Die Polizei in Stuttgart verordnet sich selbst einen Sparkurs: Wegen des Haushaltsdefizits und steigender Spritkosten sollen Polizeiautos in Stuttgart rund 15 Prozent weniger unterwegs sein.

Lokales: Christine Bilger (ceb)

Stuttgart - Die Stuttgarter Polizei muss sparen. Das ist nicht neu, denn die angespannte Haushaltslage war schon im vergangenen Herbst bekannt geworden. Neu ist hingegen, dass sich die Polizei selbst einen Sparkurs verordnet hat, der eine Einschränkung beim Streifendienst bedeuten kann. Polizeibeamte der Innenstadtreviere berichten, dass sie pro Tag nur 14 Kilometer mit dem Streifenwagen fahren sollen. Außerdem sei gewünscht, dass ein Teil des Streifendienstes zu Fuß erledigt werde und dass die Beamten zwischen zwei Einsätzen nicht ins Revier zurückfahren, um diese Fahrtkosten zu verringern.

 

„Diese Zahlen gibt es“, sagt dazu Stefan Keilbach, der Sprecher des Polizeipräsidiums Stuttgart. Es gebe aber keine Anweisung oder Vorschrift, die Kilometerbeschränkung genau einzuhalten. „Wir haben lediglich ein Sparziel formuliert“, so Keilbach. Wie die Reviere die vom Leitungskreis ans Herz gelegte Reduzierung der Kilometerleistung um 15 Prozent umsetzen, sei Sache der Dienststellen. „Da kommt vielleicht bei einem Revier die Zahl von 14 Kilometern raus, wenn man das umrechnet.“

Kontrollen kosten Geld

Hintergrund der Sparmaßnahmen ist das Defizit, das die Polizei in diesem Jahr landesweit plagt. Im November war bekannt geworden, dass eine Finanzierungslücke von 7,1 Millionen Euro im Jahr 2012 klaffen würde. Die neue Landesregierung schoss 5,7 Millionen Euro nach. 1,4 Millionen Euro fehlen weiterhin. Das Polizeipräsidium Stuttgart soll vor der Nachbesserung im November ein Defizit von 2,5 Millionen Euro gehabt haben, danach liegt es nach Informationen der Stuttgarter Zeitung bei etwa 800 000 Euro. Neben der Empfehlung für den Streifendienst gibt es noch weitere Sparvorschläge für die Stuttgarter Reviere: Alkohol- und Drogenkontrollen sollen nicht mehr anlassunbezogen gemacht werden. Denn sie kosten Geld: für den Materialverbrauch beim Atemtest und für die Untersuchung durch einen Arzt, falls eine Blutprobe angeordnet werde.

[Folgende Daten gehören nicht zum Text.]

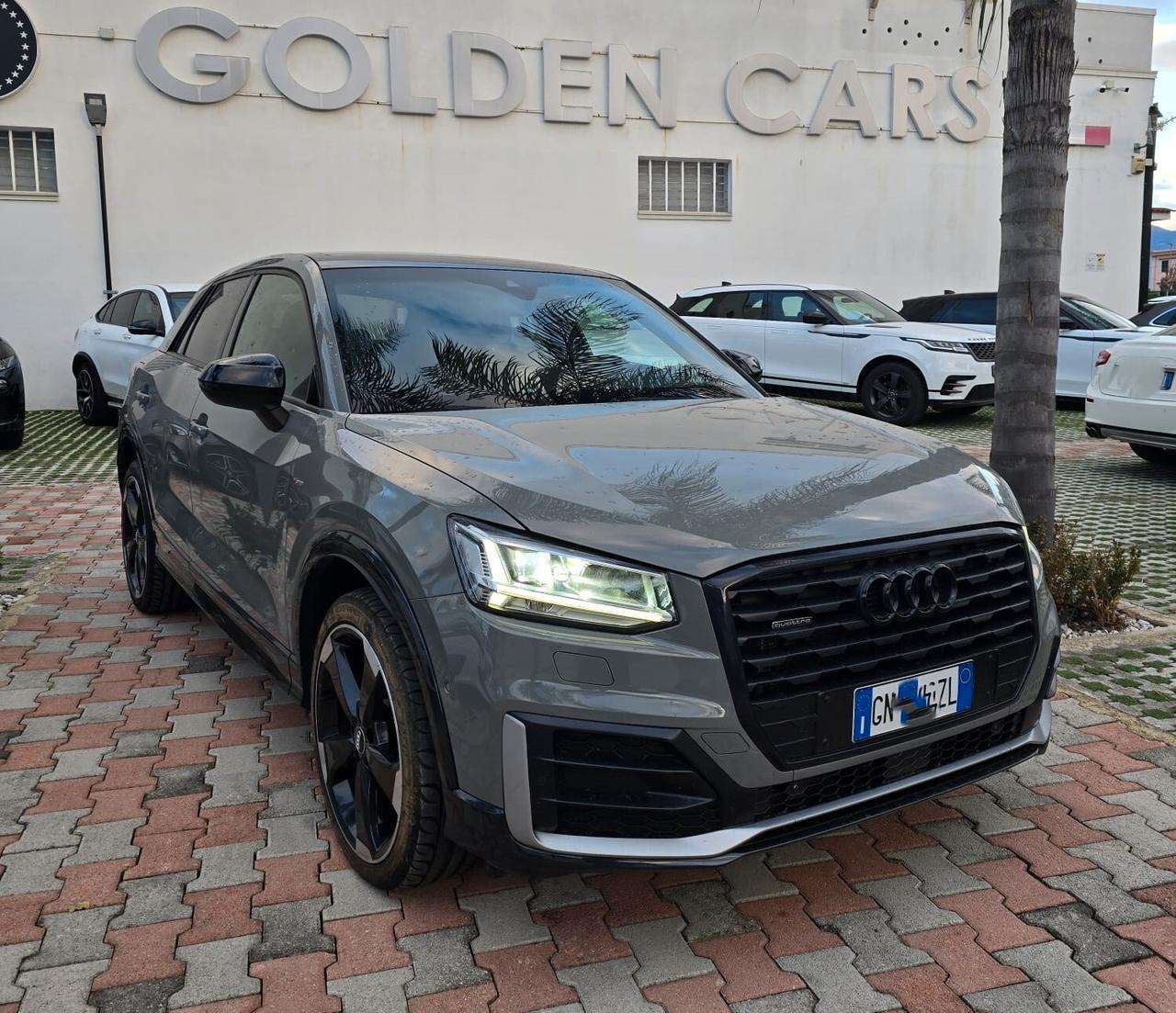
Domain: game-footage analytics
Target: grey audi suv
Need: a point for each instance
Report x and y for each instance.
(558, 583)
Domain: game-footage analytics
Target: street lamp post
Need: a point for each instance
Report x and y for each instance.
(96, 112)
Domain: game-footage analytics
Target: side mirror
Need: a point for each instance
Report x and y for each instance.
(253, 382)
(748, 365)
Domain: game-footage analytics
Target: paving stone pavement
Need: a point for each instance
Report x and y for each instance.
(164, 846)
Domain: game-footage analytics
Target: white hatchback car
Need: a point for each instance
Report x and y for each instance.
(843, 342)
(108, 344)
(1133, 396)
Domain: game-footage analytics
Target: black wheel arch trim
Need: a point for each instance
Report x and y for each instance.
(380, 576)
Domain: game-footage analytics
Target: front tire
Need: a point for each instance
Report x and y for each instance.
(1154, 455)
(895, 393)
(153, 590)
(93, 406)
(377, 760)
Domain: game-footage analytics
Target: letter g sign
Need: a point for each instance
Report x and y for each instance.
(232, 71)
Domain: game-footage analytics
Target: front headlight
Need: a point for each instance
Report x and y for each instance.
(508, 574)
(935, 344)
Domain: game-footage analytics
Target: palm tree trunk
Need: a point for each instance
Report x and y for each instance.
(1036, 146)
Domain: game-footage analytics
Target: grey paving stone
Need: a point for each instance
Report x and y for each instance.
(11, 958)
(562, 891)
(154, 898)
(662, 952)
(839, 986)
(442, 961)
(937, 875)
(227, 865)
(193, 726)
(987, 815)
(78, 763)
(60, 990)
(1134, 831)
(875, 945)
(503, 919)
(751, 879)
(215, 971)
(292, 799)
(44, 830)
(1126, 870)
(33, 871)
(798, 1001)
(1112, 904)
(1158, 806)
(290, 929)
(608, 985)
(177, 781)
(1011, 793)
(103, 841)
(142, 996)
(235, 774)
(352, 895)
(290, 835)
(74, 937)
(293, 739)
(963, 845)
(1028, 996)
(1095, 946)
(1070, 988)
(798, 852)
(908, 906)
(381, 992)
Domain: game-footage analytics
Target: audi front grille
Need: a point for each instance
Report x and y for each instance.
(801, 634)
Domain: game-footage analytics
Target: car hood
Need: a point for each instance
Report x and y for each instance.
(698, 487)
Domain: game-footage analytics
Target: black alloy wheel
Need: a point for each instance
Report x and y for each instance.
(359, 743)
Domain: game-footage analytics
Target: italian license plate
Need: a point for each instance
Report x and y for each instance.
(887, 707)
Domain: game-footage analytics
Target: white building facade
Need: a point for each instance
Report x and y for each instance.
(676, 142)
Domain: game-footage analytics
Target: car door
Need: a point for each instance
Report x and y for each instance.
(798, 353)
(730, 320)
(167, 408)
(247, 467)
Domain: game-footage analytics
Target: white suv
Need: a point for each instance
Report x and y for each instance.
(842, 342)
(113, 340)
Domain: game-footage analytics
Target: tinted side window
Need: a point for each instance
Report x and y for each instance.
(277, 321)
(206, 336)
(124, 310)
(793, 306)
(147, 310)
(969, 310)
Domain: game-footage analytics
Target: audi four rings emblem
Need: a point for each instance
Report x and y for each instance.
(886, 597)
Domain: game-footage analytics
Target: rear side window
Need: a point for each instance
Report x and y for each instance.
(277, 321)
(148, 311)
(968, 310)
(206, 336)
(124, 310)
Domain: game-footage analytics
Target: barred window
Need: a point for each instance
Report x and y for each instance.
(684, 187)
(28, 163)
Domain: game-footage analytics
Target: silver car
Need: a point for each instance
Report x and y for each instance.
(560, 585)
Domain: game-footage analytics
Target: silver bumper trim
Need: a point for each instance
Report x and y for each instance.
(516, 794)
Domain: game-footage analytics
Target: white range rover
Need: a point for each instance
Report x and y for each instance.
(845, 343)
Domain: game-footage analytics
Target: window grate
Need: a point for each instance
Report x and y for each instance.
(28, 163)
(684, 187)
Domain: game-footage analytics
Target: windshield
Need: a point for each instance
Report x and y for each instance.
(449, 339)
(857, 307)
(177, 301)
(1097, 318)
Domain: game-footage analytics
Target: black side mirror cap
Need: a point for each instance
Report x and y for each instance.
(748, 365)
(252, 382)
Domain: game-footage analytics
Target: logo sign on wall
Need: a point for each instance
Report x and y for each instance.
(17, 47)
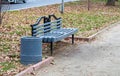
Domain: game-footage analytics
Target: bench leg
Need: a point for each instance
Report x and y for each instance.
(51, 48)
(72, 38)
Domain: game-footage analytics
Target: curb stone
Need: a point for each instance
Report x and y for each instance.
(92, 37)
(35, 67)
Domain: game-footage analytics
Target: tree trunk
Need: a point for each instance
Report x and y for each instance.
(0, 12)
(110, 2)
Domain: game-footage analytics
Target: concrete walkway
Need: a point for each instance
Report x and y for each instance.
(98, 58)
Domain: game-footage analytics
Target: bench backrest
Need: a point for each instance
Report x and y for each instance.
(41, 29)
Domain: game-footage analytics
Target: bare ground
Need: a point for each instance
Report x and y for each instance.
(98, 58)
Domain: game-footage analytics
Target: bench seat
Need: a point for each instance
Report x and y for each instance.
(58, 34)
(51, 30)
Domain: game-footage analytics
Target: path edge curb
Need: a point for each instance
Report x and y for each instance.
(93, 36)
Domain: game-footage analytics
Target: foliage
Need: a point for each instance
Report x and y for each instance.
(17, 23)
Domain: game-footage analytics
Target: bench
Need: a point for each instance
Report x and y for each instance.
(51, 30)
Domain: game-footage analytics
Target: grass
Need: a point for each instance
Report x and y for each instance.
(17, 24)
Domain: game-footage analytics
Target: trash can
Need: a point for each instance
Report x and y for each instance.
(30, 50)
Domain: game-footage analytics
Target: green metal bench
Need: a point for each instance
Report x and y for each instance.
(51, 30)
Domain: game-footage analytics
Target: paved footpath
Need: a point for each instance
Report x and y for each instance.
(98, 58)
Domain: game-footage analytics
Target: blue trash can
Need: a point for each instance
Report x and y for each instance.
(30, 50)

Das Problem sei nicht neu, sagt der Vorsitzende der Gewerkschaft der Polizei (GdP), Rüdiger Seidenspinner. „Das gibt es immer wieder. Vor vier Jahren konnten wir die Spritpreise noch ausgleichen, weil Beamte bei der Fußball-EM in der Schweiz eingesetzt waren.“ Rund eine Million Euro sei so erwirtschaftet worden. Aber solche Möglichkeiten gebe es nur selten. „Stehenbleiben, bis der nächste Einsatz kommt, das hat doch mit Prävention nichts mehr zu tun“, sagt er über einzelne Vorschläge. „Viele Dienststellen wissen nicht, wie sie übers Jahr kommen sollen“, sagt Joachim Lautensack, Landeschef der Deutschen Polizeigewerkschaft (DPolG). „Da wird ins Blaue gewirtschaftet.“

Gewerkschafter beklagt Substanzverlust

Die Sicherheit sei nicht eingeschränkt, meint Stefan Keilbach. Die Streifen müssten sich nicht an das Limit halten. Und: „Die Polizei kommt immer, wenn man sie ruft.“ Für manche ist das ein schwacher Trost: „Man kann Polizeiarbeit nicht wirtschaftlich messen“, sagt Walter Burkart, Stuttgarter Kreisgruppenvorsitzende der GdP. „Ein Streifenwagen, der durch eine Straße fährt, verhindert unter Umständen eine Straftat, vor einer Kneipe eine Trunkenheitsfahrt – wie will man denn das bemessen?“

Schlimmer noch findet Burkart Sparmaßnahmen, die schon längere Zeit gelten: „Bei Fortbildungen gibt es keine Fahrtkosten mehr, die zahlen Beamte aus der eigenen Tasche.“ Es könne sein, dass der Bürger vorerst keine Einschränkungen in Kauf nehmen müsse. „Im Innenleben der Polizei geht es aber bereits an die Substanz“, sagt der Gewerkschafter.